Friday, March 7, 2008

Switching back to LJ

I think I'm going to be moving my training blog back over to my spot on Livejournal. This was a fun experiment, and I like the interface better than LJs, but I think when I'm trying to compartmentalize my life between training here and everything else there, both suffer. So starting with my Umstead Marathon race report.

That is, if I survive. :)

Of course, I'm also dividing time by jumping on the twitter bandwagon but that's a different sort of writing.

Thursday, March 6, 2008

Foam Roller

A few weeks back I got a foam roller from Amazon; it's been an interesting addition to my training. Mostly I use it to work on my IT band, calfs and hamstrings, though I suppose I'll be adding my quads sometime soon.

But it's painful, like a good massage is painful. And it's the first time I ever truly, actively felt a muscle knot go away. After I located it, I just rested my body weight on it and said I'd count to 70, bear the pain, and move on if nothing happened. Right around count 30, I was able to relax the muscles around the knot. Near 65, the muscle started spasming. At 80, the muscle knot was in its death throes. At 90, it had melted away, and felt... well... a little weird.

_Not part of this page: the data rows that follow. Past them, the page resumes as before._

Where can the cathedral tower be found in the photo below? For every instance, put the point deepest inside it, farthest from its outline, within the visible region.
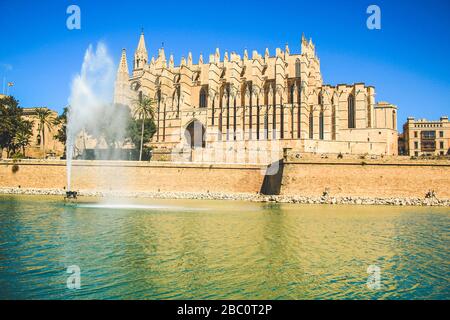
(121, 90)
(141, 55)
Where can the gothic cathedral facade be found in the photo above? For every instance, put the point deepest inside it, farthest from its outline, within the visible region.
(239, 100)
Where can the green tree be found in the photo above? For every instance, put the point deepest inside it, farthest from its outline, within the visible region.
(11, 124)
(134, 133)
(45, 120)
(23, 136)
(61, 123)
(143, 110)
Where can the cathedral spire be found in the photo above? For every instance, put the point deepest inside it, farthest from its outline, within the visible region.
(141, 55)
(123, 65)
(141, 44)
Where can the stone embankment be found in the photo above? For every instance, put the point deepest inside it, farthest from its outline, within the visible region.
(256, 197)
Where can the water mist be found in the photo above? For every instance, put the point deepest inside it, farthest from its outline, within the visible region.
(91, 111)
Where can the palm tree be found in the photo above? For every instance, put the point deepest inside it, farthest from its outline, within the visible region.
(143, 109)
(45, 119)
(23, 135)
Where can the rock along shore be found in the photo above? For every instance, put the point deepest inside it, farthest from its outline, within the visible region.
(350, 200)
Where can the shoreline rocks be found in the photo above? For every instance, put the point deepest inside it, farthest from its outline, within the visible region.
(327, 200)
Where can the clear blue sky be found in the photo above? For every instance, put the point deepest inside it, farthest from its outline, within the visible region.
(407, 60)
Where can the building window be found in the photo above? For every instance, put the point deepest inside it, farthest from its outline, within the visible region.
(394, 120)
(292, 94)
(333, 120)
(321, 124)
(297, 68)
(299, 113)
(351, 112)
(428, 134)
(203, 98)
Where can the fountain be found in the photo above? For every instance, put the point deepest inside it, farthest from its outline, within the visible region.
(91, 110)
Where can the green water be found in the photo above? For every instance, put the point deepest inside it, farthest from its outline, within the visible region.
(221, 250)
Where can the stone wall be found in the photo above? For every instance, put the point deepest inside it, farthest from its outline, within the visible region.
(366, 178)
(305, 177)
(134, 176)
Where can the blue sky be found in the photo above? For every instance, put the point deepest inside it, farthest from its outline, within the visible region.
(407, 60)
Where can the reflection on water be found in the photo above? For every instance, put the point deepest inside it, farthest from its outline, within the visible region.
(220, 250)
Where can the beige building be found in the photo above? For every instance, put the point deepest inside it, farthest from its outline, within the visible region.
(238, 100)
(50, 148)
(423, 137)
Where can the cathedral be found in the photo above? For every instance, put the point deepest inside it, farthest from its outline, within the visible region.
(249, 102)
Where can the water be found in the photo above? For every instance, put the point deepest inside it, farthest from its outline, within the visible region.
(220, 250)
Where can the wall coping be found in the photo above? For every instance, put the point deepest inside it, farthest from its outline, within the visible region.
(419, 163)
(152, 164)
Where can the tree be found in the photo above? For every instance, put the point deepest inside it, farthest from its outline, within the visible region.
(45, 120)
(11, 124)
(60, 122)
(23, 136)
(134, 133)
(143, 109)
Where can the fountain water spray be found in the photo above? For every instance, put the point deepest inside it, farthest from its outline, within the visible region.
(91, 111)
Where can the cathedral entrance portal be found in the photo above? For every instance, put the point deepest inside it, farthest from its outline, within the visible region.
(195, 135)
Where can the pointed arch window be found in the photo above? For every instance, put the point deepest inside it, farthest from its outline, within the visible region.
(321, 129)
(297, 68)
(203, 98)
(394, 120)
(351, 112)
(333, 120)
(292, 93)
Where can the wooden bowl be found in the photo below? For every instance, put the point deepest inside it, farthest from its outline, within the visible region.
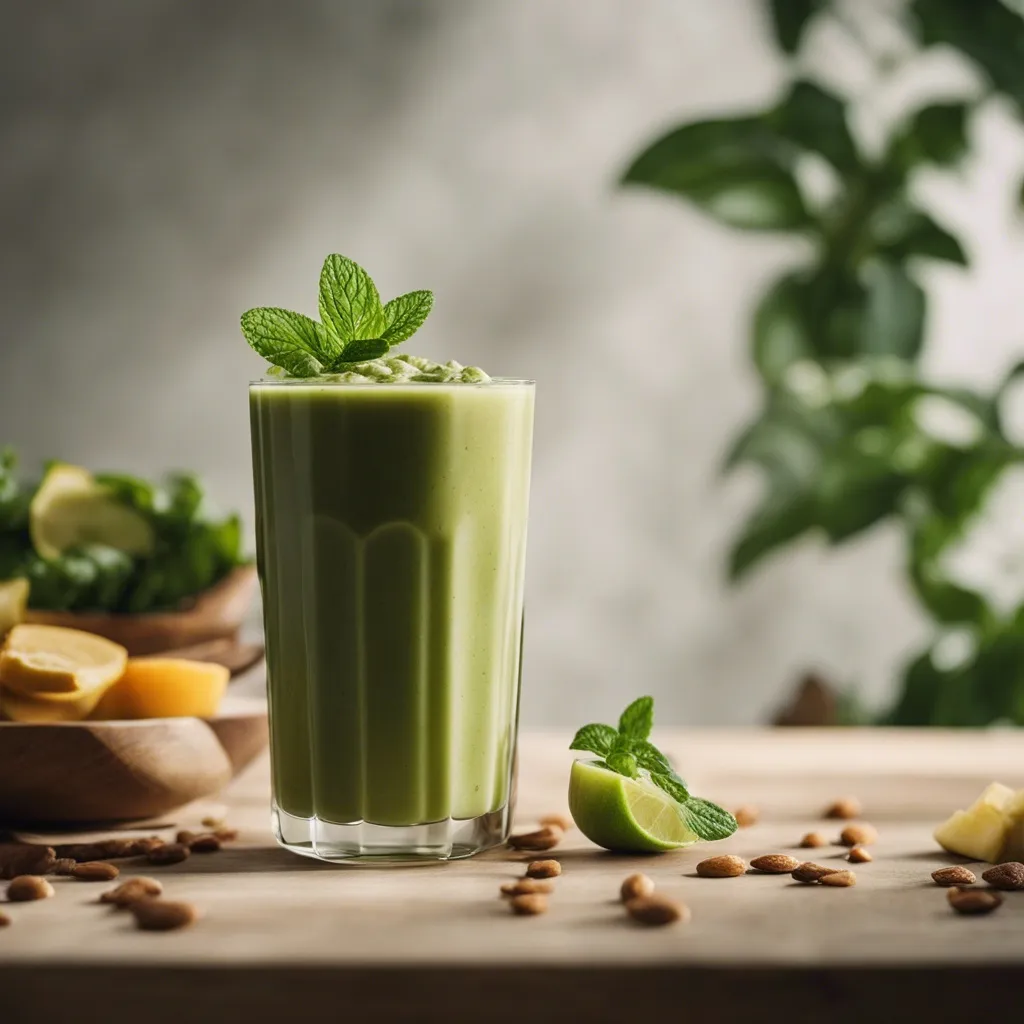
(215, 614)
(78, 772)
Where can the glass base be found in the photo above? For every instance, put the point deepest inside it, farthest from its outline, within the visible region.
(361, 842)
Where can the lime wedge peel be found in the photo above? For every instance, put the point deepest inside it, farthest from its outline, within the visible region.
(623, 814)
(72, 509)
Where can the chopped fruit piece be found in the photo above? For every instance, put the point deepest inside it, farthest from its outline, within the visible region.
(165, 687)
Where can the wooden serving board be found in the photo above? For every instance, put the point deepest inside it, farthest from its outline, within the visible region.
(283, 936)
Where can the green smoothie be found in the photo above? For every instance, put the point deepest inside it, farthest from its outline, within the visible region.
(391, 535)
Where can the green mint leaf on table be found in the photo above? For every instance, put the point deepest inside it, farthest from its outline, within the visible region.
(637, 720)
(349, 304)
(595, 738)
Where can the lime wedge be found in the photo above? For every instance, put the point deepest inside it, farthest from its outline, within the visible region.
(625, 814)
(71, 509)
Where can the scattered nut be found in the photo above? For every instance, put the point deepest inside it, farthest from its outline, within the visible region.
(169, 853)
(94, 870)
(974, 900)
(528, 904)
(724, 866)
(809, 871)
(1009, 876)
(544, 869)
(25, 858)
(544, 839)
(747, 815)
(656, 909)
(635, 887)
(29, 887)
(162, 914)
(562, 821)
(132, 890)
(526, 887)
(846, 808)
(862, 835)
(813, 840)
(775, 863)
(839, 879)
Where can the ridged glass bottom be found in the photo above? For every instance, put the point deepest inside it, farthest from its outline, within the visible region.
(360, 842)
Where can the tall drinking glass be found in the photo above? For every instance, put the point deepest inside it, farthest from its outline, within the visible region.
(391, 539)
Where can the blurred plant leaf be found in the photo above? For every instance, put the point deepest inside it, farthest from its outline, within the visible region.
(815, 120)
(790, 19)
(736, 170)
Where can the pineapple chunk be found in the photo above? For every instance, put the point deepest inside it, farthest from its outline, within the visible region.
(982, 830)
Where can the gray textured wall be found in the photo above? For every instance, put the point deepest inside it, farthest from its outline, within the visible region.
(167, 164)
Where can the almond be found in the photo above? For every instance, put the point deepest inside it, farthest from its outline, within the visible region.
(162, 914)
(845, 808)
(1009, 876)
(132, 890)
(747, 815)
(812, 840)
(544, 839)
(544, 869)
(529, 904)
(955, 876)
(656, 909)
(29, 887)
(724, 866)
(839, 879)
(525, 887)
(774, 863)
(169, 853)
(635, 887)
(974, 900)
(862, 835)
(809, 871)
(94, 870)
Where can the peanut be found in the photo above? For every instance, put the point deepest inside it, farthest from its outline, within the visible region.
(544, 839)
(812, 840)
(544, 869)
(635, 887)
(132, 890)
(169, 853)
(29, 887)
(656, 909)
(724, 866)
(862, 835)
(1009, 876)
(528, 904)
(847, 807)
(839, 879)
(774, 863)
(162, 914)
(974, 900)
(94, 870)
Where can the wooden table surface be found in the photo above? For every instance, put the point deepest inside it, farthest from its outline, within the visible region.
(283, 935)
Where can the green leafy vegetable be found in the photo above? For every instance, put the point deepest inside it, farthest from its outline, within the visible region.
(354, 327)
(627, 751)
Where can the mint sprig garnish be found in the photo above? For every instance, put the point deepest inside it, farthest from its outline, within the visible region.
(627, 751)
(354, 327)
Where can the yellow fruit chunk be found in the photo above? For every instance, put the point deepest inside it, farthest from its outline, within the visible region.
(58, 663)
(165, 687)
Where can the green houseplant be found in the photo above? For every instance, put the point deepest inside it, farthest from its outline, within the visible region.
(841, 440)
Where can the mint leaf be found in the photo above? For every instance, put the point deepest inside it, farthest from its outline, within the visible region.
(349, 304)
(707, 819)
(637, 720)
(404, 315)
(596, 738)
(289, 340)
(622, 762)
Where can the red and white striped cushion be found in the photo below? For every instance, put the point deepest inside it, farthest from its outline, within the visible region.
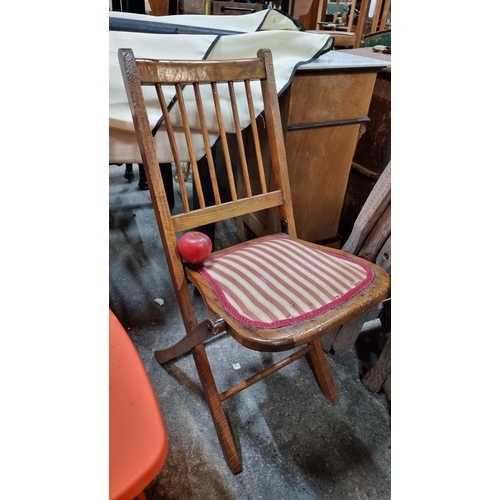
(278, 282)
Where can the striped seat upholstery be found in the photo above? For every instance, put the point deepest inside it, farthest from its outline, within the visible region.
(280, 281)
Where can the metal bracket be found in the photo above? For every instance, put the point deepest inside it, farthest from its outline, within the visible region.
(200, 333)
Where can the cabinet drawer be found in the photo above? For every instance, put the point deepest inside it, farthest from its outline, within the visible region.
(315, 99)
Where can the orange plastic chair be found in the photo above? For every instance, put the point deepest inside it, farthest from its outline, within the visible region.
(138, 440)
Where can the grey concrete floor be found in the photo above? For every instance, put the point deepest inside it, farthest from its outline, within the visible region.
(294, 444)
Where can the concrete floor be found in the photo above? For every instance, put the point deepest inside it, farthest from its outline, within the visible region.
(293, 442)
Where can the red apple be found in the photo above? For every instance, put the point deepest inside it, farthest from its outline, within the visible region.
(195, 247)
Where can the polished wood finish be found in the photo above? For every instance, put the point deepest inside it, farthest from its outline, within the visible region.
(379, 20)
(371, 240)
(252, 189)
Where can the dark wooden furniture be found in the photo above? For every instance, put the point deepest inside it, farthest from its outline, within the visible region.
(373, 150)
(233, 8)
(322, 112)
(230, 81)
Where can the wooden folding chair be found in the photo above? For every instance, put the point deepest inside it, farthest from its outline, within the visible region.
(273, 293)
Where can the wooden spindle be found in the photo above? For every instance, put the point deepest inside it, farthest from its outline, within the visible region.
(223, 139)
(206, 141)
(189, 143)
(239, 140)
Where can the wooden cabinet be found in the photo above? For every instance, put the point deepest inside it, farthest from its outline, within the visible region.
(322, 111)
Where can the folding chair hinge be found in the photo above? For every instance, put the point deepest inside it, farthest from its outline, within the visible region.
(200, 333)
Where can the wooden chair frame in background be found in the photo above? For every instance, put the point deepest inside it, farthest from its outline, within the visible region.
(244, 199)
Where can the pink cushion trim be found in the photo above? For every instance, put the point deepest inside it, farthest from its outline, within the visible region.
(279, 281)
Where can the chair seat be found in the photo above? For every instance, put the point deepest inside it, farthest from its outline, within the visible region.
(280, 281)
(268, 287)
(138, 441)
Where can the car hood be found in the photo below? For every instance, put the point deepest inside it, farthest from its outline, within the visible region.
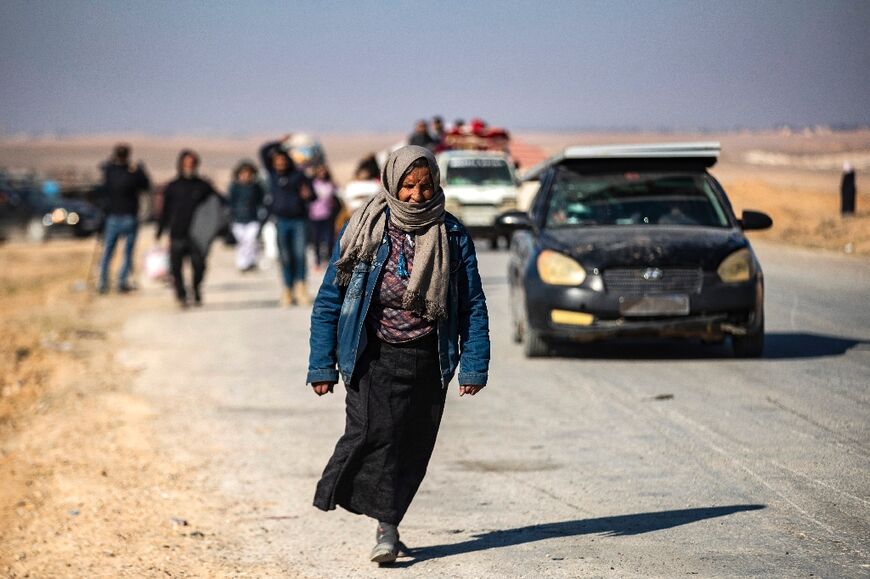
(484, 194)
(606, 247)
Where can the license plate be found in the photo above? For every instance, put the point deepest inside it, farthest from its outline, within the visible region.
(663, 305)
(479, 216)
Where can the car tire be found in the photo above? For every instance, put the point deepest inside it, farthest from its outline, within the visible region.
(515, 320)
(751, 344)
(534, 345)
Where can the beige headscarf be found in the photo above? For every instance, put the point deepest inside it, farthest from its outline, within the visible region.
(427, 286)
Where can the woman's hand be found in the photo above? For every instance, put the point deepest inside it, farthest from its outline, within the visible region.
(321, 388)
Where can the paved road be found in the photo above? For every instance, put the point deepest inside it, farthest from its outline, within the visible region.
(563, 467)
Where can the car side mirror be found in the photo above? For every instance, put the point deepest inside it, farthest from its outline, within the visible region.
(513, 221)
(755, 220)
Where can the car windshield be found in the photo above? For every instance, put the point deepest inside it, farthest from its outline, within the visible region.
(478, 172)
(634, 199)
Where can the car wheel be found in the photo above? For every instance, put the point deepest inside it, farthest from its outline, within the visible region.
(751, 344)
(535, 346)
(516, 321)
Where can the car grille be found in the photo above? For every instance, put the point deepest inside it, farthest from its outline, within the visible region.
(653, 281)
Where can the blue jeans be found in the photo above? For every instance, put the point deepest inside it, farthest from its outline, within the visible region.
(116, 226)
(292, 240)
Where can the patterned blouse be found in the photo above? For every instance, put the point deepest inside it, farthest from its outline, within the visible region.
(388, 319)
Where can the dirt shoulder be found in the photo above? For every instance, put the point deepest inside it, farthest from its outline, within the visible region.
(804, 217)
(84, 489)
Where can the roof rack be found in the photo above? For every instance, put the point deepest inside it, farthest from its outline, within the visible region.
(707, 150)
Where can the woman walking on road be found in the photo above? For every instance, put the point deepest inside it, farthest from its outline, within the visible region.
(246, 201)
(289, 194)
(322, 213)
(181, 199)
(402, 289)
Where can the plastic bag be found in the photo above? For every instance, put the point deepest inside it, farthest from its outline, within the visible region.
(157, 263)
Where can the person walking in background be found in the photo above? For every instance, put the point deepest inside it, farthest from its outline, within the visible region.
(438, 132)
(322, 212)
(180, 201)
(287, 202)
(847, 190)
(367, 169)
(122, 183)
(246, 198)
(402, 289)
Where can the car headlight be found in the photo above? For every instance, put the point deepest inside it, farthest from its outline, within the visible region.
(58, 215)
(737, 267)
(558, 269)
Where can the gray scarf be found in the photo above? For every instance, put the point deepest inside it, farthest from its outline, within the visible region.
(427, 287)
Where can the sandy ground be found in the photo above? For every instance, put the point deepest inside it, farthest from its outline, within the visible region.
(84, 489)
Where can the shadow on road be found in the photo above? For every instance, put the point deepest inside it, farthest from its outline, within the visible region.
(232, 286)
(617, 526)
(788, 345)
(777, 346)
(239, 305)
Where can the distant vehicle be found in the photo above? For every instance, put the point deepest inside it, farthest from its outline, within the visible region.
(26, 211)
(635, 240)
(305, 150)
(478, 186)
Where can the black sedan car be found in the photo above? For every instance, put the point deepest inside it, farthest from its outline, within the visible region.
(26, 211)
(634, 240)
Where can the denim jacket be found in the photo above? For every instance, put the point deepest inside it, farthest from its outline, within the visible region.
(338, 336)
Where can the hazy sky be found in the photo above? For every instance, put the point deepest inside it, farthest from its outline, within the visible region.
(240, 67)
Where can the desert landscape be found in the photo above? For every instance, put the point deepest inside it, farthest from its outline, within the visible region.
(62, 383)
(794, 175)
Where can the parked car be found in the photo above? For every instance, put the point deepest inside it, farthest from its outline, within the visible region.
(27, 211)
(478, 186)
(634, 241)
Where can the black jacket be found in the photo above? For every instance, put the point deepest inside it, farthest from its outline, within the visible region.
(285, 199)
(121, 187)
(180, 199)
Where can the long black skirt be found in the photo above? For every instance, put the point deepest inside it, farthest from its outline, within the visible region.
(394, 405)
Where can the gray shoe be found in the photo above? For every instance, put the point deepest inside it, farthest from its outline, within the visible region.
(387, 548)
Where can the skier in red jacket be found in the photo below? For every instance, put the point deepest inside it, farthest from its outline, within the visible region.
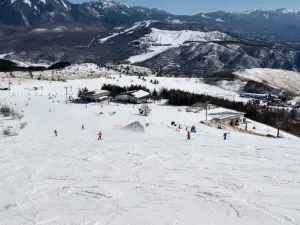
(188, 135)
(100, 135)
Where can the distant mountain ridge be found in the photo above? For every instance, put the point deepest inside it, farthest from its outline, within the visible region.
(105, 31)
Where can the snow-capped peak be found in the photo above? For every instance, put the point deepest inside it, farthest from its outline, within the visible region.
(288, 11)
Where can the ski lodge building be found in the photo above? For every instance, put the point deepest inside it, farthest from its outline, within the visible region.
(135, 97)
(199, 106)
(232, 118)
(95, 95)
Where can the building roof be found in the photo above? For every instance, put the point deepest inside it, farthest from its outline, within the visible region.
(136, 94)
(97, 92)
(140, 94)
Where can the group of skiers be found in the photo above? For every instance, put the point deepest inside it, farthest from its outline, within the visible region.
(82, 127)
(188, 136)
(193, 130)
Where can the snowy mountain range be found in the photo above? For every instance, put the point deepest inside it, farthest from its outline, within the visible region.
(109, 32)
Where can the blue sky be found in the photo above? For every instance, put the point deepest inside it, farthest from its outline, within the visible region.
(196, 6)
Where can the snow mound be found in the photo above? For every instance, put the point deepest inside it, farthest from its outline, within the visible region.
(135, 127)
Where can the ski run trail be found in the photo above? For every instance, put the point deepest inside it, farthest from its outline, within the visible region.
(156, 177)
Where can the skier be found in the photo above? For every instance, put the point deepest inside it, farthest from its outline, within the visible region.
(100, 135)
(188, 135)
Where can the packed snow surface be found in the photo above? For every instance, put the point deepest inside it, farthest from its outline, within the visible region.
(282, 79)
(154, 177)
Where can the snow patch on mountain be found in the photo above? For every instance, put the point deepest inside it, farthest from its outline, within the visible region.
(289, 11)
(153, 51)
(220, 20)
(129, 30)
(167, 37)
(282, 79)
(64, 4)
(159, 41)
(27, 2)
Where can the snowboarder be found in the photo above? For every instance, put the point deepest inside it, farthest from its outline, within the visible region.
(100, 135)
(188, 135)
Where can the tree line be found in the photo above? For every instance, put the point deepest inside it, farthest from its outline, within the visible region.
(287, 119)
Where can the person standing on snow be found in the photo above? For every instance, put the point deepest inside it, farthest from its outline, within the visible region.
(100, 135)
(188, 135)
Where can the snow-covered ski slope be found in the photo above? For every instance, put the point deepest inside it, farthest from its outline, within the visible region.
(282, 79)
(155, 177)
(88, 70)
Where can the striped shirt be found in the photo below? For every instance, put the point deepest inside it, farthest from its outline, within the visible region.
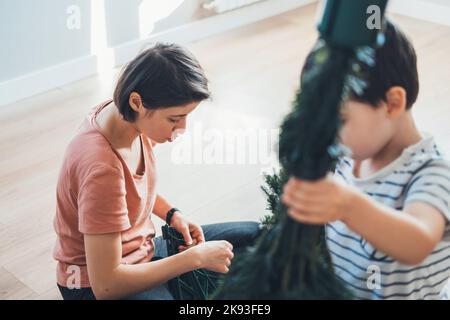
(420, 174)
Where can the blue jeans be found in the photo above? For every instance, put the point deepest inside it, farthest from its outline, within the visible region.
(239, 234)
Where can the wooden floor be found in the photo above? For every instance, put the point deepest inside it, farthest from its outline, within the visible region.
(253, 71)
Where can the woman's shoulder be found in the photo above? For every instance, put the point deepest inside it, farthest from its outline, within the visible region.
(90, 149)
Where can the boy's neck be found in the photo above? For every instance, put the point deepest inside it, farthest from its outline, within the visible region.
(407, 135)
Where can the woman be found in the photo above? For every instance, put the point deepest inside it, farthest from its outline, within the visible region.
(106, 189)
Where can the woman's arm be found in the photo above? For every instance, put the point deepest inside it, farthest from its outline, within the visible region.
(110, 279)
(161, 207)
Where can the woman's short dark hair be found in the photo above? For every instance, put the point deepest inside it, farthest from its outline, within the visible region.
(165, 75)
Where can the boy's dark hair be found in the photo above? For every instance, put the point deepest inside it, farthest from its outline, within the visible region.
(164, 75)
(396, 65)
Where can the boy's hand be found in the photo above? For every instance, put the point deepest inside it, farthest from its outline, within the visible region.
(318, 202)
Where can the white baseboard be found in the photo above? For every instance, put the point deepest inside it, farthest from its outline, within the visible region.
(422, 9)
(65, 73)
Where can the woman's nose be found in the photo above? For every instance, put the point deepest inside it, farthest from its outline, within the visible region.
(181, 125)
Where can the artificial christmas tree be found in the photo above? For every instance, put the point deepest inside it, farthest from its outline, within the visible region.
(291, 260)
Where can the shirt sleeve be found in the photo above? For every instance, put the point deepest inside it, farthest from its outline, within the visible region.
(102, 206)
(431, 185)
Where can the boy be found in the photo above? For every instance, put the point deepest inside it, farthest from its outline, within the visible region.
(386, 209)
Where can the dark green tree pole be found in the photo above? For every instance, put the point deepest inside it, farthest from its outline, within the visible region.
(290, 259)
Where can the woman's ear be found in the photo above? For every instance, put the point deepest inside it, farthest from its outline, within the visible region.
(135, 101)
(396, 101)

There have been times after using the roller that I've felt taller on my right side, if that makes sense. There have been times when I've been in enough pain that I've wondered if I'm damaging myself. But I've never felt anything like the muscle knot going away, before. I've given massages that have coaxed knots to give up the ghost. I've had massages done to me that have cured both a screwed up gait and what I thought was unrelated pain.

I can't say that I'll love my foam roller as much as my Garmin. But if I use it regularly and intelligently, it may be just as useful as, say, Gu. Which is pretty high up, just under proper shoes, good socks, and apparel. :)

Monday, March 3, 2008

U minus 5

Five days to the Umstead marathon.

Five days to see if this new methodology of run training will work out well, or leave me splattered against the wall at mile 18.

Five days to freak out about every little ache or pain, real or imagined, carbo-load, worry about nutrition, ponder every step of every run, pour over the map and over think everything.

there is nothing I can do, as of now, to make my fitness for the race any better. but there's an awful lot I can do to mess up my race experience.

The time I cut off from my two road marathons will be my test. In Detroit I went from 4:46 to 3:39, a 1:07 drop. It's my goal to go from 5:13 (at the '07 trail marathon) to 4:06. If I can beat that, then I'll have figured that my training was a success. Granted, the terrain is more difficult.